DBSCAN requires a constant $\epsilon$ and a distance function, which we define as follows:

$d(a_{1}, a_{2}) = \alpha ( ( \beta | t( a_{1} ) - t( a_{2} ) | \frac{1}{60} + ( 1 - \beta ) dg( a_{1}, a_{2} ) )$

where:

• $a_{1}$ and $a_{2}$ are the points representing the alarms

• $\alpha \in (0, \infty)$ is a scaling constant (directly related to $\epsilon$)

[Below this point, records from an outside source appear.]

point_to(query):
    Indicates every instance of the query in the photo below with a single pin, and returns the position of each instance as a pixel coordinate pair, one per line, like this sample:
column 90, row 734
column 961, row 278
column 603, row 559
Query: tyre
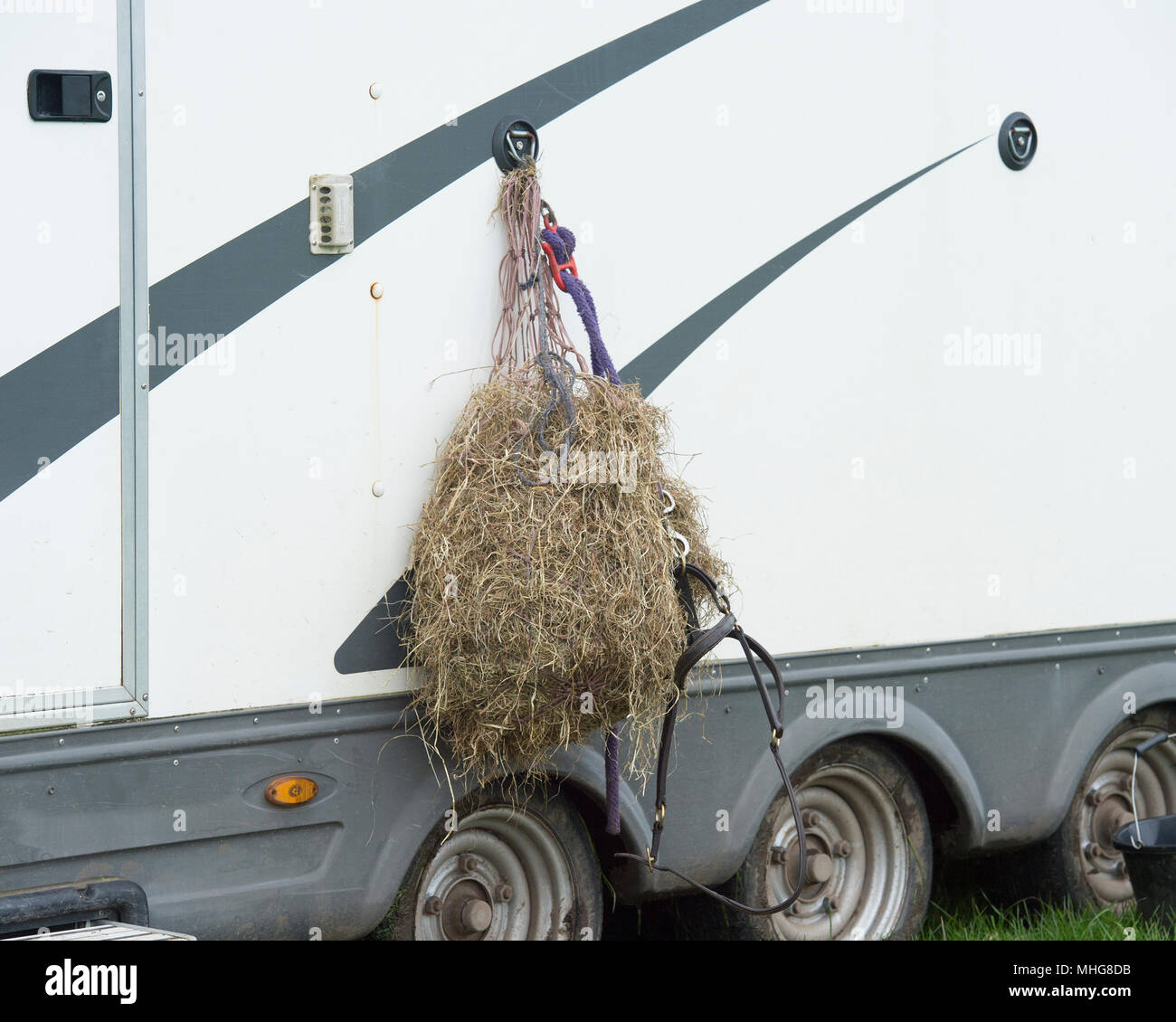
column 512, row 869
column 869, row 852
column 1078, row 861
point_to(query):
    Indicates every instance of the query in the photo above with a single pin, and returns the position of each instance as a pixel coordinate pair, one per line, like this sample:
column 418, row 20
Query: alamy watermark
column 82, row 11
column 890, row 10
column 855, row 702
column 163, row 348
column 33, row 704
column 1019, row 351
column 618, row 468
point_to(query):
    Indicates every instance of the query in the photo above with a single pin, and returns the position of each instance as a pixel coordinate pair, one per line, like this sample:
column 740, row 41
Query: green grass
column 976, row 919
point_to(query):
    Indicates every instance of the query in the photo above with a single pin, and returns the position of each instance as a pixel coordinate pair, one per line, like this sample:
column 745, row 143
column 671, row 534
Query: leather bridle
column 700, row 642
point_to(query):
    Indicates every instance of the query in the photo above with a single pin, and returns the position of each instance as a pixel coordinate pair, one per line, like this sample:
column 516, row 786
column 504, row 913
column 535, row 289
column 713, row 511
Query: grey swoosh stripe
column 62, row 395
column 663, row 356
column 379, row 641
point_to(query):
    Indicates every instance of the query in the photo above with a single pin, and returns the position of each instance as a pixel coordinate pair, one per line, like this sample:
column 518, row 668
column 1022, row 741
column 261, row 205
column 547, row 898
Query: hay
column 540, row 614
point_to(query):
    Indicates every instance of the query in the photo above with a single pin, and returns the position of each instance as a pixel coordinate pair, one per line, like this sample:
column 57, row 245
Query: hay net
column 544, row 606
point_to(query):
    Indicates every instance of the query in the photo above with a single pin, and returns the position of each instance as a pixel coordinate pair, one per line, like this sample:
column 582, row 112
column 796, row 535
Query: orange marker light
column 290, row 790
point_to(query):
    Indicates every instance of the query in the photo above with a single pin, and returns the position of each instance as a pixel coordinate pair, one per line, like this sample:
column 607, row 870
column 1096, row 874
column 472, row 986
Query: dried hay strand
column 528, row 599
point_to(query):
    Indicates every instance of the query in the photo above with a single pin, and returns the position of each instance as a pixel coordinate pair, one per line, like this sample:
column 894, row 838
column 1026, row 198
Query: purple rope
column 564, row 243
column 612, row 782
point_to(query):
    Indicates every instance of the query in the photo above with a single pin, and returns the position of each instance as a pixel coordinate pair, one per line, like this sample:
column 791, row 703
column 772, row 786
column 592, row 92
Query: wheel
column 869, row 852
column 518, row 869
column 1078, row 861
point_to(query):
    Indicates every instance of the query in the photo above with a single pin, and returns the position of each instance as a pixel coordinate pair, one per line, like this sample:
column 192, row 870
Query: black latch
column 70, row 95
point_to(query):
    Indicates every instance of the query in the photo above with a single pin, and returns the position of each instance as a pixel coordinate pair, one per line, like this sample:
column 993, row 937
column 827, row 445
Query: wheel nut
column 477, row 915
column 819, row 868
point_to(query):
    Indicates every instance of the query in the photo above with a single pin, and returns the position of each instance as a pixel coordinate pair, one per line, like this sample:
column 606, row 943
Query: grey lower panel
column 176, row 806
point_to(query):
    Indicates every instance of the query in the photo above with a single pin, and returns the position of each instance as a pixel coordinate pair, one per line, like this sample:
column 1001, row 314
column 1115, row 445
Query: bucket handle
column 1140, row 749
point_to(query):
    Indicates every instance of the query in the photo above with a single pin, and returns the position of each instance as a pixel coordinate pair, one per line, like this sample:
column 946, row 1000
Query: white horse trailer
column 902, row 272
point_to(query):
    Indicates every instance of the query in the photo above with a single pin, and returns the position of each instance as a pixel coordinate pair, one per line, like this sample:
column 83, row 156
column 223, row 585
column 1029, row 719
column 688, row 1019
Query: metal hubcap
column 1106, row 808
column 857, row 872
column 501, row 875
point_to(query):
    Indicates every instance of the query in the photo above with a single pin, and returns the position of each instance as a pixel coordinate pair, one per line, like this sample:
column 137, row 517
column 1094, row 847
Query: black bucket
column 1151, row 856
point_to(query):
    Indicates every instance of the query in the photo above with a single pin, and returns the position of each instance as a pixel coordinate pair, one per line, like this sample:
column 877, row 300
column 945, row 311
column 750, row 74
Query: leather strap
column 700, row 642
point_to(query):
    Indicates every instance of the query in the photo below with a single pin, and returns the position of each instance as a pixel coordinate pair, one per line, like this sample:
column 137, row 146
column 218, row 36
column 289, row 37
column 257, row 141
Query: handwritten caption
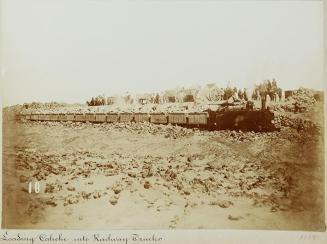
column 84, row 238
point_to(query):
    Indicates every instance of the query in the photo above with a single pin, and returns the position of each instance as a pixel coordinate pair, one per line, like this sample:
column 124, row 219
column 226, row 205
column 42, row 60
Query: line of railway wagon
column 194, row 119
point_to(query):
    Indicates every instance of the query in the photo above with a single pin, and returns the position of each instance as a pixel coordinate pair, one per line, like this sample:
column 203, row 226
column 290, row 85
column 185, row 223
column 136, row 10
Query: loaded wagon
column 54, row 117
column 100, row 118
column 112, row 118
column 158, row 118
column 79, row 118
column 126, row 117
column 34, row 117
column 90, row 117
column 199, row 119
column 62, row 117
column 141, row 117
column 70, row 117
column 177, row 118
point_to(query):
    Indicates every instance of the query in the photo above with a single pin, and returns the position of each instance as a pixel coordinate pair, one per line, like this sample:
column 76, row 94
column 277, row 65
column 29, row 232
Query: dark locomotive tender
column 243, row 119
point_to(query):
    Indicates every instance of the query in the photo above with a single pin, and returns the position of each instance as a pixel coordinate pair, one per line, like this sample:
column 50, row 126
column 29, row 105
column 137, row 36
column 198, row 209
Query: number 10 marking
column 36, row 187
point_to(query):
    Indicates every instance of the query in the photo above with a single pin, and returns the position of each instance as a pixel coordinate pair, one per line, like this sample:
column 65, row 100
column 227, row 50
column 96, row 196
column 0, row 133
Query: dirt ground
column 146, row 176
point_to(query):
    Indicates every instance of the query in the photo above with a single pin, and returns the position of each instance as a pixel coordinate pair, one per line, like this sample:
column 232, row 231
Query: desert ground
column 147, row 176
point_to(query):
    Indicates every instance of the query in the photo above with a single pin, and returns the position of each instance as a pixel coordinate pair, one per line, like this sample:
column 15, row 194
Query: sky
column 71, row 50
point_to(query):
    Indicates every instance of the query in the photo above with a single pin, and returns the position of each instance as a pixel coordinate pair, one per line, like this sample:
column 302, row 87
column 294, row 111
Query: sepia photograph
column 169, row 115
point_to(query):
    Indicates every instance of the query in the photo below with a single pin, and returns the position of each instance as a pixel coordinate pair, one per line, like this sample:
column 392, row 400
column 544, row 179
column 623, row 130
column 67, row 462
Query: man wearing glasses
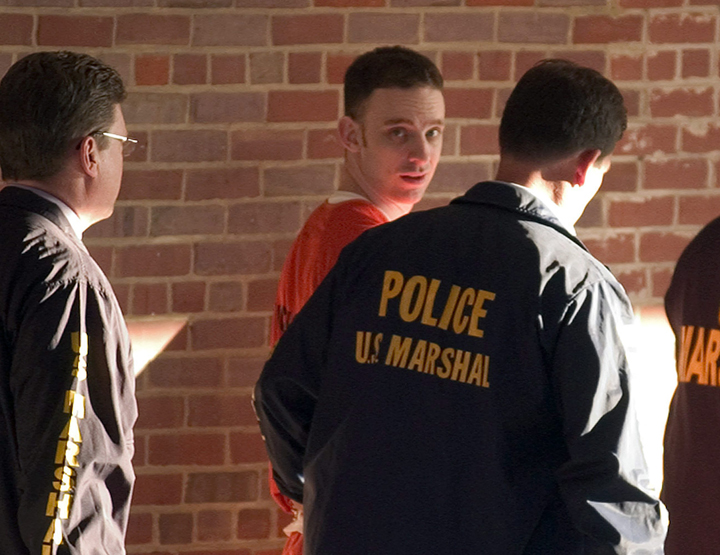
column 67, row 403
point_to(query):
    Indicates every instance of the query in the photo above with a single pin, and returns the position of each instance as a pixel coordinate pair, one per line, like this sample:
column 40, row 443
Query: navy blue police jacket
column 458, row 385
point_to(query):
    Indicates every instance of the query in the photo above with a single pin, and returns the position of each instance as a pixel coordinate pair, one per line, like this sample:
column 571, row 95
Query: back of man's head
column 48, row 100
column 384, row 68
column 559, row 109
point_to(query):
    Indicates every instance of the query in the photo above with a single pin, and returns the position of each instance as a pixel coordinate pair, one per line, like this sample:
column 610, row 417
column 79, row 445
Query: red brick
column 634, row 281
column 304, row 180
column 650, row 3
column 602, row 29
column 307, row 29
column 266, row 144
column 222, row 183
column 701, row 138
column 149, row 299
column 261, row 294
column 525, row 59
column 641, row 212
column 622, row 177
column 126, row 221
column 594, row 59
column 244, row 372
column 479, row 139
column 227, row 69
column 304, row 67
column 267, row 67
column 143, row 28
column 230, row 30
column 457, row 66
column 195, row 372
column 661, row 281
column 395, row 28
column 188, row 296
column 459, row 27
column 228, row 333
column 661, row 247
column 494, row 65
column 614, row 249
column 215, row 107
column 350, row 3
column 648, row 139
column 232, row 258
column 458, row 177
column 253, row 524
column 680, row 28
column 336, row 66
column 153, row 260
column 187, row 220
column 221, row 411
column 247, row 447
column 468, row 103
column 324, row 143
column 160, row 412
column 157, row 489
column 214, row 526
column 288, row 106
column 275, row 217
column 187, row 449
column 151, row 185
column 226, row 296
column 222, row 487
column 139, row 529
column 17, row 29
column 175, row 528
column 151, row 107
column 662, row 65
column 201, row 145
column 151, row 69
column 683, row 173
column 698, row 210
column 533, row 27
column 61, row 30
column 626, row 68
column 695, row 63
column 189, row 69
column 500, row 2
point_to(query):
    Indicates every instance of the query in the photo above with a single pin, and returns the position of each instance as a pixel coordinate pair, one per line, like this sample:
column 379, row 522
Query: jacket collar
column 27, row 200
column 516, row 199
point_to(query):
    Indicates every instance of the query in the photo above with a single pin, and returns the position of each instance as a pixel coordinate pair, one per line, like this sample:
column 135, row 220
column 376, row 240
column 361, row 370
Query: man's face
column 399, row 143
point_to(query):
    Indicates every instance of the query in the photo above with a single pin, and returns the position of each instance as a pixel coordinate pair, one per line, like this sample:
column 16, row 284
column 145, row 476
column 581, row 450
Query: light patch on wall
column 652, row 359
column 150, row 337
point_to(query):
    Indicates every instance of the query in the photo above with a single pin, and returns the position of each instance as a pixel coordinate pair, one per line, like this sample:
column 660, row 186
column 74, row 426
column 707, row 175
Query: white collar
column 550, row 205
column 69, row 213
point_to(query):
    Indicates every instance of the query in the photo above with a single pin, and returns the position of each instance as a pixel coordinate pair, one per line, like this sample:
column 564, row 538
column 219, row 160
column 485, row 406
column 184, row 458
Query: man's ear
column 350, row 133
column 88, row 156
column 585, row 160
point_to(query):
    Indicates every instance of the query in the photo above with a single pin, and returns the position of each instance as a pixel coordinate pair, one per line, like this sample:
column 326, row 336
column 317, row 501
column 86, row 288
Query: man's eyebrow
column 410, row 122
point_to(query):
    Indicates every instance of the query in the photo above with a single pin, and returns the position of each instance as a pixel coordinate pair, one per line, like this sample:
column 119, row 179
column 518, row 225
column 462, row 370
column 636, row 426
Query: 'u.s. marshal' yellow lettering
column 415, row 298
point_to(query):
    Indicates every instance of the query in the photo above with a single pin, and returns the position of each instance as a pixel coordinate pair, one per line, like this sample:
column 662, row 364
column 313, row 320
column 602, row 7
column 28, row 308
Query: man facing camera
column 67, row 403
column 458, row 383
column 392, row 134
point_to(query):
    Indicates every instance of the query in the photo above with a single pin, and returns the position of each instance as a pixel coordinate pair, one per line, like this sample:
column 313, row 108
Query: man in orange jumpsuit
column 392, row 132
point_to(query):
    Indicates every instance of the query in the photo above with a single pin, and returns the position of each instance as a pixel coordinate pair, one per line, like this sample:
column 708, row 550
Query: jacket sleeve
column 286, row 392
column 604, row 483
column 72, row 386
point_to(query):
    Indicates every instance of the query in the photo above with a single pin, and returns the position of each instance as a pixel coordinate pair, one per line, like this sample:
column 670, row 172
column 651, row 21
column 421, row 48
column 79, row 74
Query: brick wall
column 235, row 102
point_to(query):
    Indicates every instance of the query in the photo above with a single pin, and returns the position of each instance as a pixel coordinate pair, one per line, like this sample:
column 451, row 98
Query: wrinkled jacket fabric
column 67, row 401
column 458, row 385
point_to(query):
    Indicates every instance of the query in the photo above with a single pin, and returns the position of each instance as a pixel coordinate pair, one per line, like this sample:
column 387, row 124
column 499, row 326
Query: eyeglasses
column 128, row 143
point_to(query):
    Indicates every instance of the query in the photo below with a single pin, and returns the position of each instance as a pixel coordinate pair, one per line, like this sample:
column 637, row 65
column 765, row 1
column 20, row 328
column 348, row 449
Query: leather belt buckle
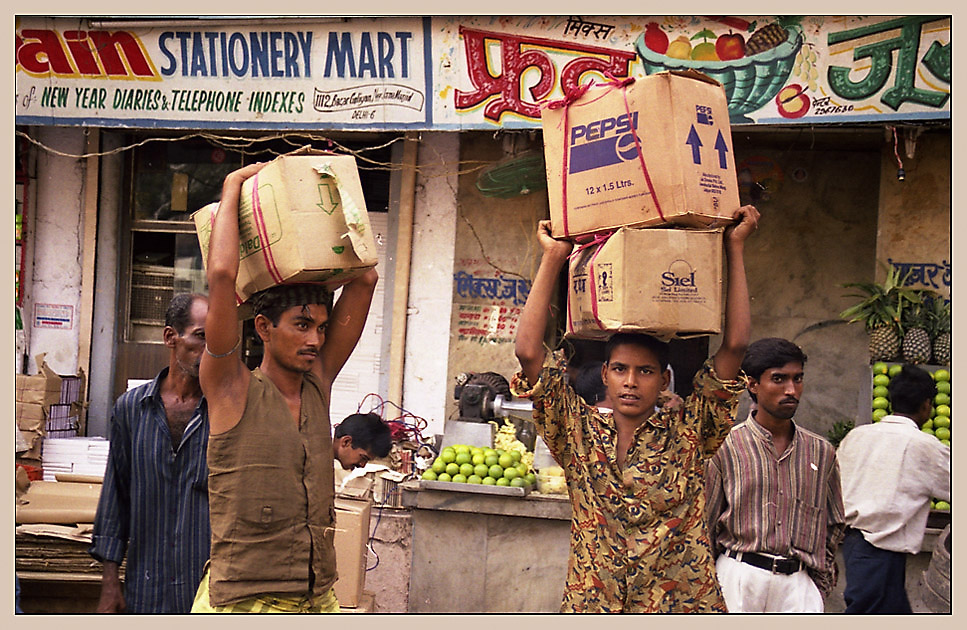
column 775, row 565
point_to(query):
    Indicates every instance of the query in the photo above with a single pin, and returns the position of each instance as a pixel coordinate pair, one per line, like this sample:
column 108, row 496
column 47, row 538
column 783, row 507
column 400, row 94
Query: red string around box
column 598, row 240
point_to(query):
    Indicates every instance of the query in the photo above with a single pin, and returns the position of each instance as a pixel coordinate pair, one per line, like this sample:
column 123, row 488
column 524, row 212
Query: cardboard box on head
column 666, row 282
column 302, row 218
column 650, row 152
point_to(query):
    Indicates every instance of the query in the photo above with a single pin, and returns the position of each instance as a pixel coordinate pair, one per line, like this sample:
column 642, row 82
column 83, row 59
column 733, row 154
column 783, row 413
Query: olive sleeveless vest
column 270, row 487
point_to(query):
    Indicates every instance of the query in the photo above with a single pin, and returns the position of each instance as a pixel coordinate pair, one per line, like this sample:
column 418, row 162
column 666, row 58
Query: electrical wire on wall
column 900, row 174
column 251, row 147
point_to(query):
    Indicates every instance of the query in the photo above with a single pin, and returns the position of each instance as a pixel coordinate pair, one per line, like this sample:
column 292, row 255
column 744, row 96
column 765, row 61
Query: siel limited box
column 666, row 282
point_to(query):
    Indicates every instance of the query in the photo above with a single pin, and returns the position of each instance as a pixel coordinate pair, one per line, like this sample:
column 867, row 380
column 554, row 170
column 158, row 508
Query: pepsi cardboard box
column 683, row 175
column 302, row 218
column 665, row 282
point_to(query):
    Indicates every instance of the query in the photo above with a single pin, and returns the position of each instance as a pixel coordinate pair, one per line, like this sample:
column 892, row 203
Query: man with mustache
column 153, row 507
column 774, row 505
column 270, row 452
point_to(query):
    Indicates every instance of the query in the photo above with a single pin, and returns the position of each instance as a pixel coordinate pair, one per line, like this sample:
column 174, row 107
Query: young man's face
column 295, row 342
column 348, row 455
column 189, row 346
column 779, row 390
column 633, row 379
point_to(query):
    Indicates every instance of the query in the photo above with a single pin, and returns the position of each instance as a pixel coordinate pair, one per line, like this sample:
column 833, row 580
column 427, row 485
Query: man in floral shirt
column 635, row 476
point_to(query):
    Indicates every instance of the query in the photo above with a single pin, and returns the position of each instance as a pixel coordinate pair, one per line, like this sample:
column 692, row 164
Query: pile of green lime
column 939, row 423
column 463, row 463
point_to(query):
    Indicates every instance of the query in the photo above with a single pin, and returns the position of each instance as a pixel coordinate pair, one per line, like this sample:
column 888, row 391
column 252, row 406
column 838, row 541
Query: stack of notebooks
column 79, row 457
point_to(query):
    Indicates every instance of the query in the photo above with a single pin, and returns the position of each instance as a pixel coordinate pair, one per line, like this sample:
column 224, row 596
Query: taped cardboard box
column 666, row 282
column 43, row 388
column 302, row 218
column 352, row 534
column 683, row 175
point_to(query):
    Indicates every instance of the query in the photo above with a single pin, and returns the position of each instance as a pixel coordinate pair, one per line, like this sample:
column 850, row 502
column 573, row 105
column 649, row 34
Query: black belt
column 785, row 566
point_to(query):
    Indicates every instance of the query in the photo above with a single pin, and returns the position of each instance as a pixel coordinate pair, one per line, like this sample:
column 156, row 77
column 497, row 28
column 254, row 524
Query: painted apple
column 792, row 102
column 704, row 52
column 730, row 46
column 655, row 38
column 681, row 48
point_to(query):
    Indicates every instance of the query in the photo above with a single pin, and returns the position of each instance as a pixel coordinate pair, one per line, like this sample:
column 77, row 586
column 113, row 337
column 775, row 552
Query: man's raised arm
column 222, row 374
column 346, row 324
column 529, row 345
column 738, row 317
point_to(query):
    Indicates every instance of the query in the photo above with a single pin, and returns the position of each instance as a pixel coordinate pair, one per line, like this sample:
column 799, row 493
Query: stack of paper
column 76, row 456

• $\beta \in [0,1$] is a weighting constant

• When $\beta$ is closer to 0, more weight is given to the temporal component

• When $\beta$ is closer to 1, more weight is given to the spatital component

• $t(a_{k})$ returns the time (timestamp in seconds) of the last occurence of the given alarm

• $dg(a_{i}, a_{j})$ returns the normalized distance on the shortest path between the vertices for $a_{i}$ and $a_{k}$

• If both alarms are on the same vertex, then the distance is 0

• If there is no path between both alarms, then the distance is $\infty$

In simpler terms, we can think of the distance function as taking a weighted combination of both the distance in time and in space.

Defaults

We set the constants with the following defaults:

• $\epsilon = 100$

• $minpts = 1$

• $\alpha = 144.47$

• $\beta = 0.55$

These were derived empirically during our testing.

Examples

Let’s assume that we have the following graph: a1 and a2

Let’s start determining the distance between $a_{1}$ and $a_{2}$. We can calculate the time component with:

\begin{align} | t( a_{1} ) - t( a_{2} ) | & = | 1 - 30 | \\\\ & = 29 \end{align}

And given that $a_{1}$ and $a_{2}$ are on the same vertex, the spatial component is simply zero:

$dg( a_{1}, a_{2} ) = 0$

Placing these results in the original equation gives us:

\begin{align} d( a_{1}, a_{2} ) & = \alpha ( \beta \times \frac{29}{60} ) \\\\ & = 38.40 \end{align}

and $d(a_{1}, a_{2}) < \epsilon$, so the alarms will be clustered together.

a3 and a4

Now let’s determine the distance between $a_{3}$ and $a_{4}$. We can calculate the time component with:

\begin{align} | t( a_{3} ) - t( a_{4} ) | & = | 500 - 510 | \\\\ & = 10 \end{align}

To calculate the spatial distance between $a_{3}$ and $a_{4}$, we sum up the weights on the edges between the shortest path and divide this result by the default weight (=100), so:

\begin{align} dg( a_{3}, a_{4} ) & = \frac{50 + 50}{100} \\\\ & = 1 \end{align}

Placing these results in the original equation gives us:

\begin{align} d( a_{3}, a_{4} ) & = \alpha ( \beta \times \frac{10}{60} + (1 - \beta) \times 1 ) \\\\ & = \alpha ( 0.092 + 0.45 ) \\\\ & = 78.30 \end{align}

and $d(a_{3}, a_{4}) < \epsilon$, so the alarms will be clustered together.

a2 and a3

Now let’s determine the distance between $a_{2}$ and $a_{3}$. We can calculate the time component with:

\begin{align} | t( a_{2} ) - t( a_{3} ) | & = | 30 - 500 | \\\\ & = 470 \end{align}

The value of the spatial component is:

\begin{align} dg( a_{2}, a_{3} ) & = \frac{100}{100} \\\\ & = 1 \end{align}

Placing these results in the original equation gives us:

\begin{align} d( a_{2}, a_{3} ) & = \alpha ( \beta \times \frac{470}{60} + (1 - \beta) \times 1 ) \\\\ & = \alpha ( 7.83 + 0.45 ) \\\\ & = 1196.2116 \end{align}

and $d(a_{2}, a_{3}) > \epsilon$, so the alarms will not be clustered together.

Results

Given the results of the calculations above, we the DBSCAN algorithm will output the following clusters:

$\text{clusters} = \{ \{ a_{1}, a_{2} \}, \{ a_{3}, a_{4} \} \}$

Performance

The DBSCAN algorithm performs well when there are less than 500 candidate alarms. It has a worst-case complexity of $O(n^2)$.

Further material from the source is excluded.